POST /auth/register is public only for self-registration. It must not honor a client-supplied privileged role — self-registered accounts are clamped server-side to a non-privileged role; elevated roles are assigned only through the authenticated, users:create-gated admin path. (The current code violates this; see the internet-hardening cluster.)

Ownership / row-scoped resources

Some resources are scoped by row ownership in code rather than by a role grant: jobs (user_id, migration 020), artifacts (owner_id, 035; NULL = system-owned, admin-only), query_definitions (035), resource_grants/groups (034, via kg_auth.has_access()), and personal OAuth clients (scoped to current_user).

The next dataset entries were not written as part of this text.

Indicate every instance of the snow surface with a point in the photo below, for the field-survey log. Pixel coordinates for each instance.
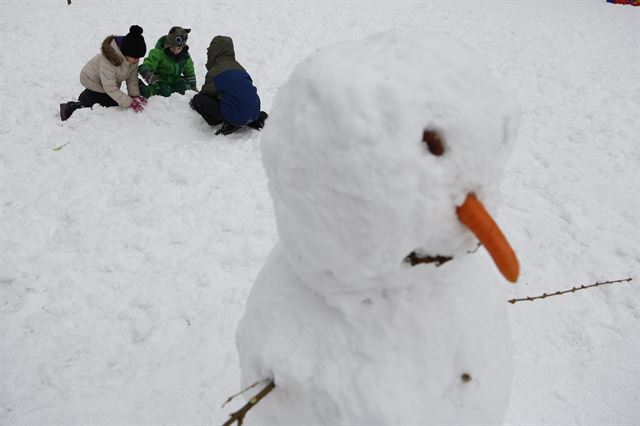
(128, 254)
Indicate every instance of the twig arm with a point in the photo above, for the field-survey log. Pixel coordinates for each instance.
(238, 416)
(571, 290)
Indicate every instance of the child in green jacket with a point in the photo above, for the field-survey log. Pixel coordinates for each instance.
(169, 67)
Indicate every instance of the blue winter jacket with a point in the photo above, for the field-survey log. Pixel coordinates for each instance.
(230, 83)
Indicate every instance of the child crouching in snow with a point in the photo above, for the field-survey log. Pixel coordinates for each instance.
(103, 75)
(169, 67)
(228, 96)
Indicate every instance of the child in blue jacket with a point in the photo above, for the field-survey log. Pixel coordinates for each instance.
(228, 96)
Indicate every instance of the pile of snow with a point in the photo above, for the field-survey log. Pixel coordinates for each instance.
(126, 257)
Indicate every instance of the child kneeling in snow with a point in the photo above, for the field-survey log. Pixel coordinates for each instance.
(228, 96)
(103, 75)
(169, 68)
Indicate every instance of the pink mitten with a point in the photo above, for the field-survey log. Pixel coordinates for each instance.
(137, 105)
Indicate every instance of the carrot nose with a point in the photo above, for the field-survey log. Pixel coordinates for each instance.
(475, 217)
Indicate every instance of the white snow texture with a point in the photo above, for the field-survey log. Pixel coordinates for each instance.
(128, 254)
(355, 194)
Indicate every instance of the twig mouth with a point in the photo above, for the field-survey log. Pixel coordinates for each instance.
(415, 259)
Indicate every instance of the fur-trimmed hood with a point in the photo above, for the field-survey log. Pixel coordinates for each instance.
(111, 51)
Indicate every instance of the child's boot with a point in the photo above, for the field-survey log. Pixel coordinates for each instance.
(258, 123)
(67, 109)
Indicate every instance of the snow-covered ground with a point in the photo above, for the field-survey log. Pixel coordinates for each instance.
(128, 253)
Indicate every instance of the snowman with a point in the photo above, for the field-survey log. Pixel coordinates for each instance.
(384, 301)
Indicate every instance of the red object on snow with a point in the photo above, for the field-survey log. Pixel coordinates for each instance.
(629, 2)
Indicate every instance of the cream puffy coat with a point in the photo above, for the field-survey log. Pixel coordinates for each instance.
(106, 71)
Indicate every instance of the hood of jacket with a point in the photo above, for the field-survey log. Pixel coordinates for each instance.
(220, 50)
(111, 51)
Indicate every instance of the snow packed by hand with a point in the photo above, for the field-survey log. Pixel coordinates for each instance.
(348, 330)
(129, 242)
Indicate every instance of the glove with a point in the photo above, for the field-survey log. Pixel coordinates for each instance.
(227, 129)
(138, 103)
(150, 77)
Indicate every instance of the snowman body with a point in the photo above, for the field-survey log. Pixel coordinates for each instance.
(350, 332)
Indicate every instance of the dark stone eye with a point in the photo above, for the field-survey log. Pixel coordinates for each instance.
(434, 142)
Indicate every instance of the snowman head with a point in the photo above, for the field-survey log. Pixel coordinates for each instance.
(372, 148)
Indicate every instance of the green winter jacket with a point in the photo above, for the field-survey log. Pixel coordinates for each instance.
(169, 68)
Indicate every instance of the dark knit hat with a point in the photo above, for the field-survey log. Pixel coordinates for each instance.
(133, 43)
(177, 37)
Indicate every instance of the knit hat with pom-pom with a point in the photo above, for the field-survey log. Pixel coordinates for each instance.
(133, 43)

Relationship to other ADRs

  • Supersedes (drifted/contradicted): ADR-402, ADR-403, ADR-404, ADR-407, ADR-409. Their historical context is preserved; their normative claims are replaced by this baseline.
  • Cross-references (still accurate, remain in force): ADR-405 (encrypted API key storage), ADR-406 (OAuth 2.0 client management — modulo the residual dead surfaces it should be updated to acknowledge), ADR-410 (user scoping and artifact ownership — the ownership model above), ADR-408 (MCP file-ingestion security — the audit confirmed the client-side path allowlist is the correct trust boundary; workers never dereference client-supplied paths).

Consequences

Positive

  • One authoritative description of the auth model, derived from and kept honest against the migrations + code, replacing five stale proposals.
  • Gives reviewers and future contributors a concrete yardstick: "does this endpoint call require_permission with a seeded (resource, action) pair?" — directly checkable.
  • Makes the require_role-vs-require_permission trap and the non-operative SQL has_permission() explicit, preventing reintroduction.
  • Establishes the Auth/Security domain (400–499) with a clean baseline that subsequent auth ADRs extend rather than contradict.

Negative

  • Documenting the implemented model surfaces that the implementation currently violates parts of it (public-register role escalation, unauthenticated models router, authenticated-only data surfaces). This ADR sets the target; the code must be brought into compliance (tracked separately).
  • Superseding Proposed ADRs that were never accepted is slightly unusual, but accurately reflects that they shaped real migrations and must be formally retired so they are not mistaken for current guidance.

Neutral

  • Orphaned/vestigial seeded grants (jobs:write/approve, the old roles/resources resources) should be cleaned up via a migration so the seeded data matches this baseline. Tracked in the internet-hardening cluster.
  • A future migration may seed a dedicated models resource (currently the model catalog has no resource); until then extraction_config is the gating resource for it.

Alternatives Considered

  • Update each drifted ADR in place. Rejected: five separate edits would leave the reader to reconcile overlapping, partially-contradictory documents with no single authority. The drift is pervasive enough that a clean baseline is clearer — the same reason a SQL migration chain eventually gets a squashed baseline snapshot.
  • Write the ADR as aspirational (describe the intended model, not the implemented one). Rejected: the entire failure mode being corrected here is documentation that describes intent while the code does something else. This baseline is deliberately descriptive of the operative system, with the gaps between code and baseline tracked as bugs to fix — not papered over as if already done.
  • Renumber the legacy auth ADRs into the 400–499 range. Rejected: renumbering breaks inbound references and rewrites history. The legacy numbers are preserved; this baseline simply supersedes their normative content.